Sophie: parrot-doc-3.1.0-2.mga1 i586

parrot-doc-3.1.0-2.mga1.i586.rpm

# Copyright (C) 2008, Parrot Foundation.

=head1 Episode 3: Squaak Details and First Steps

=head2 Introduction

In the previous episodes we introduced the Parrot Compiler Tools (PCT).
Starting from a high-level overview, we quickly created our own little scripting
language called I<Squaak>, using a Perl script provided with Parrot. We
discussed the general structure of PCT-based compilers, and each of the default
four transformation phases.
This third episode is where the Fun begins. In this episode, we'll introduce
the full specification of Squaak. In this and following episodes, we'll
implement this specification step by step in small easy-to-digest increments.
So let's get started!

=head2 Squaak Grammar

Without further ado, here is the full grammar specification for Squaak. This
specification uses the following meta-syntax:

    statement   indicates a non-terminal, named "statement"
    {statement} indicates zero or more statements
    [step]      indicates an optional step
    'do'        indicates the keyword 'do'

Below is Squaak's grammar.

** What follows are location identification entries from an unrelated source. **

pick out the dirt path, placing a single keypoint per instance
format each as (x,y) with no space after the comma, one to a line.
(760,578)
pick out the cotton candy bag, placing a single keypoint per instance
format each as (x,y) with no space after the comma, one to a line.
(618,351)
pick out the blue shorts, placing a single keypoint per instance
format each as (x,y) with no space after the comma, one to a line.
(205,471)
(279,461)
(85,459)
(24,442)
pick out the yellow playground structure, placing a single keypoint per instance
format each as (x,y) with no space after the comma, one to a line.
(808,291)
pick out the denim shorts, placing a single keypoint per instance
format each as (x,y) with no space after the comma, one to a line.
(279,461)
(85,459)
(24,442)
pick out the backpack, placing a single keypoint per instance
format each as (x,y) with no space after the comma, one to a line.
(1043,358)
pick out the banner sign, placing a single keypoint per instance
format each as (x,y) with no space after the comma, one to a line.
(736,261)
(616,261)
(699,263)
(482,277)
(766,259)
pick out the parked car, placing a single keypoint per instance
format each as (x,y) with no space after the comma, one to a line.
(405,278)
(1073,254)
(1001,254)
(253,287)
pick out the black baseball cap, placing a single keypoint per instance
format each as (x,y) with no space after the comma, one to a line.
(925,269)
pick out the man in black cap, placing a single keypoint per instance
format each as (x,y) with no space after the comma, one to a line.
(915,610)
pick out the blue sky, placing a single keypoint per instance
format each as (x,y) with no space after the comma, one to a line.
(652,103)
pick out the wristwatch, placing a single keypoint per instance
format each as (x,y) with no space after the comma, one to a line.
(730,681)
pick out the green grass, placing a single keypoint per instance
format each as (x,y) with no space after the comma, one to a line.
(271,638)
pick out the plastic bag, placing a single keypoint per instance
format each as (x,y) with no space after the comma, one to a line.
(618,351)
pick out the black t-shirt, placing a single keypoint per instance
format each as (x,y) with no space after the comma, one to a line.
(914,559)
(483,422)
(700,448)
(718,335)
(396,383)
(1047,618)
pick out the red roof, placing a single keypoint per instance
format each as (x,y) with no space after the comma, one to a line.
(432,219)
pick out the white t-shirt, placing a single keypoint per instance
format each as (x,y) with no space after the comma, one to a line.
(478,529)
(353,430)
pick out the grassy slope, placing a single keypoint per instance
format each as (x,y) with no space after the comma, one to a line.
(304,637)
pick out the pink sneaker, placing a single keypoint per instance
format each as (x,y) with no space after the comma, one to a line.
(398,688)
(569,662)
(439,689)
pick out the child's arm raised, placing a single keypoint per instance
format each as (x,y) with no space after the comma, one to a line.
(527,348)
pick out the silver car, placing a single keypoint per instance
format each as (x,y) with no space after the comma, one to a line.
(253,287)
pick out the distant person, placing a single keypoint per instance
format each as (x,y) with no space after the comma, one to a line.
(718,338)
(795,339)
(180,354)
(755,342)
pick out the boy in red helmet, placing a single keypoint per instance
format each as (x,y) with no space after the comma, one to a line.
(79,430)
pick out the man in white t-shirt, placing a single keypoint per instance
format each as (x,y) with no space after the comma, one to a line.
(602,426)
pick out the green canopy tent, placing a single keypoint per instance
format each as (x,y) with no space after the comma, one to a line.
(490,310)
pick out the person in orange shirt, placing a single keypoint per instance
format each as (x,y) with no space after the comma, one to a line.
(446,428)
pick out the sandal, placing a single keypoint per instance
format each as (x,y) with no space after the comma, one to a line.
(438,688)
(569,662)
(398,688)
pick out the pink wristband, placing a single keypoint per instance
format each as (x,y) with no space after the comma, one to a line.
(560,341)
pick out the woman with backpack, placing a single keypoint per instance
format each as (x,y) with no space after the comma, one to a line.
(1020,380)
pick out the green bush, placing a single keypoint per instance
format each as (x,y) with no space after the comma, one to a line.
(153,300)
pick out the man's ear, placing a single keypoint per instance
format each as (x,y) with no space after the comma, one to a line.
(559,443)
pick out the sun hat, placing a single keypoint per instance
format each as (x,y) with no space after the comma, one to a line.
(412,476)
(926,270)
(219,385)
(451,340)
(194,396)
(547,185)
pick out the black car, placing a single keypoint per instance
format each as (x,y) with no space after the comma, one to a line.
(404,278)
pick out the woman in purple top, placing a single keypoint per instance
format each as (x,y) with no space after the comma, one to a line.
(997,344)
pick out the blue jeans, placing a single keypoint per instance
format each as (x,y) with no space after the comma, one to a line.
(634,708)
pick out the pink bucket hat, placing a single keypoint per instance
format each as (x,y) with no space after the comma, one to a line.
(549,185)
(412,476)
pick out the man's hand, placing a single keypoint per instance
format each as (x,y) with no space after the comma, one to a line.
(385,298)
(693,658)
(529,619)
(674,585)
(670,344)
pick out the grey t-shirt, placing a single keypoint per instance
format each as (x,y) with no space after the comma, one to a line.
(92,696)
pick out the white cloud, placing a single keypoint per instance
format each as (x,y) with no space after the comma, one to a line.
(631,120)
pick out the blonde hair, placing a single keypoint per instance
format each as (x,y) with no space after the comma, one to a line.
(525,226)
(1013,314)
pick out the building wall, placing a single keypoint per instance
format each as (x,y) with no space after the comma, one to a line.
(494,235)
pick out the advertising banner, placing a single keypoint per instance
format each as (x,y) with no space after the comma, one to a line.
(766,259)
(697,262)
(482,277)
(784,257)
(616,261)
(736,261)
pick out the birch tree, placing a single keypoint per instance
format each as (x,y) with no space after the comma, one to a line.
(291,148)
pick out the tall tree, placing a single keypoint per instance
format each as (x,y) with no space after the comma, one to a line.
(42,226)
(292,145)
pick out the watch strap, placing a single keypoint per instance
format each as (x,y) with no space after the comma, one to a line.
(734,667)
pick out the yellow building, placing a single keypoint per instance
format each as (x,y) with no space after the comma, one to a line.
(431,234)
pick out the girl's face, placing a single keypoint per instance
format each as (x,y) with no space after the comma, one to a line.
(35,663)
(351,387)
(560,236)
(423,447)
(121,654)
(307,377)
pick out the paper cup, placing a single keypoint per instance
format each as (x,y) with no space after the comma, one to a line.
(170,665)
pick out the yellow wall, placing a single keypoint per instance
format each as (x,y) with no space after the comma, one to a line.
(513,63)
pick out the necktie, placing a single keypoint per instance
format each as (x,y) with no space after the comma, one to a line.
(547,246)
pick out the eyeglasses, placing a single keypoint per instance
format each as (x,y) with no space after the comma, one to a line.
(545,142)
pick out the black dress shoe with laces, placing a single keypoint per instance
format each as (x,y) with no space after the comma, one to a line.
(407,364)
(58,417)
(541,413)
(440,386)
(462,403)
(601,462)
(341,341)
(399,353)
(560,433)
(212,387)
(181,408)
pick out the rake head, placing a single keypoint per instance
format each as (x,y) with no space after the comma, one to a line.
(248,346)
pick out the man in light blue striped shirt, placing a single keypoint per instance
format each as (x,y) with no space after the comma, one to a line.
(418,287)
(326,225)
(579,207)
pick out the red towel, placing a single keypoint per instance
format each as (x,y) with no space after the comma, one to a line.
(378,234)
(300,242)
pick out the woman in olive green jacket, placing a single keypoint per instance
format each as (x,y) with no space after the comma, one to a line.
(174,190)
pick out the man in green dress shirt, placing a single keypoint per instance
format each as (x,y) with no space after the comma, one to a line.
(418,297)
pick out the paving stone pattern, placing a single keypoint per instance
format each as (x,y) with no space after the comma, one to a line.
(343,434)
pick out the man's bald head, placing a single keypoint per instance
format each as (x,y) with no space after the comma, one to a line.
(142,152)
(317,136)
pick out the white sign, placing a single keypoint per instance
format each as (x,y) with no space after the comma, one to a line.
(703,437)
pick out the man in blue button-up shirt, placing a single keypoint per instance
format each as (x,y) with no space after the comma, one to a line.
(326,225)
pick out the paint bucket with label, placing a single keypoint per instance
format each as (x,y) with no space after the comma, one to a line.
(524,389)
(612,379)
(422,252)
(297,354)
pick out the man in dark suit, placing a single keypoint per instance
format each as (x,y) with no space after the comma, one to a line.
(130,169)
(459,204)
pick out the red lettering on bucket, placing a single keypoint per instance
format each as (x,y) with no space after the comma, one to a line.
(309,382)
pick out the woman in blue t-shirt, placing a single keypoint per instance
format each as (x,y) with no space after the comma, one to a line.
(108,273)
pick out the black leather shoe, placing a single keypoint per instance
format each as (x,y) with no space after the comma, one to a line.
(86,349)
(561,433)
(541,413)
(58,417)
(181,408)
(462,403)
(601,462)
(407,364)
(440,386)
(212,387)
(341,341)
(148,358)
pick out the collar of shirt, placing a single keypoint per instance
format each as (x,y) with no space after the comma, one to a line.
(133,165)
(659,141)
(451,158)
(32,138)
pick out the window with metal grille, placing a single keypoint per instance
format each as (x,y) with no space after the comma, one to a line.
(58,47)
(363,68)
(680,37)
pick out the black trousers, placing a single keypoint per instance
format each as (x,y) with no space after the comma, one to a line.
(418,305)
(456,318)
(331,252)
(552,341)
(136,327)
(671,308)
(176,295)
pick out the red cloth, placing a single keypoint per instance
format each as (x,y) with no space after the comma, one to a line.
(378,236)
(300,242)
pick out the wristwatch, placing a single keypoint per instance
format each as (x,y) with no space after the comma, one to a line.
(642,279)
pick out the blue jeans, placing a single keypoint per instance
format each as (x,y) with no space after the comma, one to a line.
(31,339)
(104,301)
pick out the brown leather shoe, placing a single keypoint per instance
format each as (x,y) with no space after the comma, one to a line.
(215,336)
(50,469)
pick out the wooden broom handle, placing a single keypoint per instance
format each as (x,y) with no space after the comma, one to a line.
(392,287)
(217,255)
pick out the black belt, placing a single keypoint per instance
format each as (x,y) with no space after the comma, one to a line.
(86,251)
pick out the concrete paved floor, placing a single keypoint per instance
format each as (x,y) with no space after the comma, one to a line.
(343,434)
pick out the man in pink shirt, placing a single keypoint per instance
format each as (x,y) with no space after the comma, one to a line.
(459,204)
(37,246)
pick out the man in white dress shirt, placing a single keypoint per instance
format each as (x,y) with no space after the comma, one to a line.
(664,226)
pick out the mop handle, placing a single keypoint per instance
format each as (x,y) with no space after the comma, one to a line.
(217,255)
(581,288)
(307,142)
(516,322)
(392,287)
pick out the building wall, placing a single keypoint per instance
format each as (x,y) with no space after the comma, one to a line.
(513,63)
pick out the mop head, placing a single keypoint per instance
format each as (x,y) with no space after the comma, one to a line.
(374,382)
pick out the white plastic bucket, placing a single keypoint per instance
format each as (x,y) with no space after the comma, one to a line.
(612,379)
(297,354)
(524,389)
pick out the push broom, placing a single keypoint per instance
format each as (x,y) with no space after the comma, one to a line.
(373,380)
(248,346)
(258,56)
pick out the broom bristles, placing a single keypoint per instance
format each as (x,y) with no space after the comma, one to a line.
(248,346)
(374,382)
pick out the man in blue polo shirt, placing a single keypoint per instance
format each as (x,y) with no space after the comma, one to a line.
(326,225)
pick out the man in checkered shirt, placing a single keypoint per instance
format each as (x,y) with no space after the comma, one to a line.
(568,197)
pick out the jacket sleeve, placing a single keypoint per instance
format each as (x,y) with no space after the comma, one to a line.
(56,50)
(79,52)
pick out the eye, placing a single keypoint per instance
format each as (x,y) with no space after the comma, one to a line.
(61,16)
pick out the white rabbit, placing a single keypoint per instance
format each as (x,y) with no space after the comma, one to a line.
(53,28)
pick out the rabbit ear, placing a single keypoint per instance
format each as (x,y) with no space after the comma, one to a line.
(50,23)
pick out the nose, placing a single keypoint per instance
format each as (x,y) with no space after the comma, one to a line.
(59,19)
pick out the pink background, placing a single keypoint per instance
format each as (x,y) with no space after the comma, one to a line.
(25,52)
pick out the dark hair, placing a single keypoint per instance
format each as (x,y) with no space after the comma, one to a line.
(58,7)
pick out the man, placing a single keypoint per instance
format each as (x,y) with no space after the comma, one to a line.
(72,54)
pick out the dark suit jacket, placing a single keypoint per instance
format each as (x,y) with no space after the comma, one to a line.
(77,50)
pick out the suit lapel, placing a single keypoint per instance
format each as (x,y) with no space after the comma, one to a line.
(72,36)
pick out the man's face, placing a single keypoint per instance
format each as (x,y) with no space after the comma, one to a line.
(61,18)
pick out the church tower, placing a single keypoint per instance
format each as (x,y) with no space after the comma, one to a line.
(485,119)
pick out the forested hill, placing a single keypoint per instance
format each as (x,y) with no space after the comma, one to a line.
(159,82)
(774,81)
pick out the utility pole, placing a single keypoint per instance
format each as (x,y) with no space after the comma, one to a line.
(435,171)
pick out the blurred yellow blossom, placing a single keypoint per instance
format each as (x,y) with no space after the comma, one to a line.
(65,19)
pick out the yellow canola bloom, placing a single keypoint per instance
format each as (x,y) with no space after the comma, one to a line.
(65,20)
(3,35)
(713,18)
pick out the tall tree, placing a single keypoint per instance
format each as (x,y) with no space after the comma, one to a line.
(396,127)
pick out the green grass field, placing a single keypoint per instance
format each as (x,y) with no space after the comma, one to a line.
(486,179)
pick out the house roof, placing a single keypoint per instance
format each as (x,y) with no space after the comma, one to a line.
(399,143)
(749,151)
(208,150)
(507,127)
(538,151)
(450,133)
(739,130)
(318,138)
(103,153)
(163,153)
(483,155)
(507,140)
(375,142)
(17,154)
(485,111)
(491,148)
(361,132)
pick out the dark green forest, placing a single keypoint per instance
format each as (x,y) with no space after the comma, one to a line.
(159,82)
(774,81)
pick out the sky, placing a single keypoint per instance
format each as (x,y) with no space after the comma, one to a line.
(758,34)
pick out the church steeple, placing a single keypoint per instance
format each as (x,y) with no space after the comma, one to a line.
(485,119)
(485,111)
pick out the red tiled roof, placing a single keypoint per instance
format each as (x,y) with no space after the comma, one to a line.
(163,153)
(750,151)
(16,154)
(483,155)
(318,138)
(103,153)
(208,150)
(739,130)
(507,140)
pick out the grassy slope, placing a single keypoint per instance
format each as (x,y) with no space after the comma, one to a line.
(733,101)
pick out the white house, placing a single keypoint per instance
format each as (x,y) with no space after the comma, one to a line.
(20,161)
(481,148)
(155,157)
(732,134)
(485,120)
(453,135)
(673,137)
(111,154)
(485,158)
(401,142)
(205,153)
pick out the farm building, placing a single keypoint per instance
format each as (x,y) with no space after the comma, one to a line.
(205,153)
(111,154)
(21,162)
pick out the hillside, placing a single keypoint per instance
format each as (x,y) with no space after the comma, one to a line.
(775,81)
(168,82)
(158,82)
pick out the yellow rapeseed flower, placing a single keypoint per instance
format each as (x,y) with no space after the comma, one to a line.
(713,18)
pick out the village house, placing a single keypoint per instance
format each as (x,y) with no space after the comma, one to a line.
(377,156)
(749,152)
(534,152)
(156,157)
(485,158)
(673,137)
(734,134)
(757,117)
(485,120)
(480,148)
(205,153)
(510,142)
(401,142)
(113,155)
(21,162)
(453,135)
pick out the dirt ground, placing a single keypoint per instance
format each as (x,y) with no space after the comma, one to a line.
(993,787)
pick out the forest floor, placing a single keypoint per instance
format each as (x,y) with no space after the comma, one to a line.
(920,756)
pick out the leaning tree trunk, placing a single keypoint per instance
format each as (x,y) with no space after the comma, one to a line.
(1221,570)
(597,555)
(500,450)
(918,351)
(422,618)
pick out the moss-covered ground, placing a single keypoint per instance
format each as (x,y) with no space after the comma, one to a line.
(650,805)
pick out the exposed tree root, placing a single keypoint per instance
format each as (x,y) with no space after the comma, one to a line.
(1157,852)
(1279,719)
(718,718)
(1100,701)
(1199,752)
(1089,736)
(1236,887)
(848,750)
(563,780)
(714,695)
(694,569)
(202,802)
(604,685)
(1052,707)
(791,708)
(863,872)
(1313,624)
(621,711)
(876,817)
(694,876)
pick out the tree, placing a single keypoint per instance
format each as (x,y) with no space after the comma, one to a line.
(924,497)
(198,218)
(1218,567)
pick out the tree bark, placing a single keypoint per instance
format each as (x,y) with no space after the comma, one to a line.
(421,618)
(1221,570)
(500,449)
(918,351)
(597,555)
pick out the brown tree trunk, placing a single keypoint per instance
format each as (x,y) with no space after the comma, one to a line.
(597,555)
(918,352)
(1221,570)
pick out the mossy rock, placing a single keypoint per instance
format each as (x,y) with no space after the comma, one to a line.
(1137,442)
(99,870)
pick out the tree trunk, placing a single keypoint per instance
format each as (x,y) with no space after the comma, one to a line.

The start symbol is C<program>.

    program              ::= {stat-or-def}

    stat-or-def          ::= statement
                           | sub-definition

    statement            ::= if-statement
                           | while-statement
                           | for-statement
                           | try-statement
                           | throw-statement
                           | variable-declaration
                           | assignment
                           | sub-call
                           | do-block

    block                ::= {statement}

    do-block             ::= 'do' block 'end'

    if-statement         ::= 'if' expression 'then' block
                             ['else' block]
                             'end'

    while-statement      ::= 'while' expression 'do'
                             block 'end'

    for-statement        ::= 'for' for-init ',' expression [step]
                             'do'
                             block
                             'end'

    step                 ::= ',' expression

    for-init             ::= 'var' identifier '=' expression

    try-statement        ::= 'try' block 'catch' identifier
                             block
                             'end'

    throw-statement      ::= 'throw' expression

    sub-definition       ::= 'sub' identifier parameters
                             block
                             'end'

    parameters           ::= '(' [identifier {',' identifier}] ')'

    variable-declaration ::= 'var' identifier ['=' expression]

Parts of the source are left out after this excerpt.